They’re On to Us
An article in today’s WSJ covers new ETFs that can diversify your portfolio, including two of our favorites:
Commodities. ETF sponsors have unveiled a slew of commodity funds, such as iShares S&P GSCI Commodity and PowerShares DB Commodity. Also, check out iPath Dow Jones-AIG Commodity and iPath S&P GSCI Total Return, two “exchange-traded notes” from Barclays Bank that trade like ETFs.
“A lot of people will buy energy stocks and commodity stocks and think they’re getting diversification,” says Nelson Lam, an investment adviser in Lake Oswego, Ore. “But you want to go for the commodities, not the commodity stocks.”
GSG and DBC both gapped higher this morning (”gapping” = opening higher than last close), possibly as a result. In any case, looks like these holdings aren’t our little secret anymore.
Mr.
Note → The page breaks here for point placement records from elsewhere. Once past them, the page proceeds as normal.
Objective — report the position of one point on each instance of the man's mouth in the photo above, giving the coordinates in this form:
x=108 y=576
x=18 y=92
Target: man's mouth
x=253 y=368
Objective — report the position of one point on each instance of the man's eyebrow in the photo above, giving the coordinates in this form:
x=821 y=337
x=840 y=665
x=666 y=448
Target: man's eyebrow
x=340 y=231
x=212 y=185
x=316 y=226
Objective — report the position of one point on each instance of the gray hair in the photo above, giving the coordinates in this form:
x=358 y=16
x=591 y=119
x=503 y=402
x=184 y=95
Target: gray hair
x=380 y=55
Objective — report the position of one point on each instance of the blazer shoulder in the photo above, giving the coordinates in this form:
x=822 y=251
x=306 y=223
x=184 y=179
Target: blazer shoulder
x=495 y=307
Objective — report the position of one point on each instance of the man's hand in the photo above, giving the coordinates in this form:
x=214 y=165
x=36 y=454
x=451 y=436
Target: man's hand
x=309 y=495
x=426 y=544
Lam owns PowerShares DB Commodity, which charges 0.83% a year, including brokerage expenses. To avoid tax hassles, he advises holding the fund in a retirement account.
Crap. What “tax hassles”? Most of my GSG and DBC are in regular accounts.
Intrigued? Remember, we’re talking here about volatile investments. My advice: Don’t stash more than 10% of your total portfolio in any of the funds mentioned above. In fact, a 5% allocation is probably plenty.
I’m currently at 16% and targeting 20%. Is that higher than 5-10%?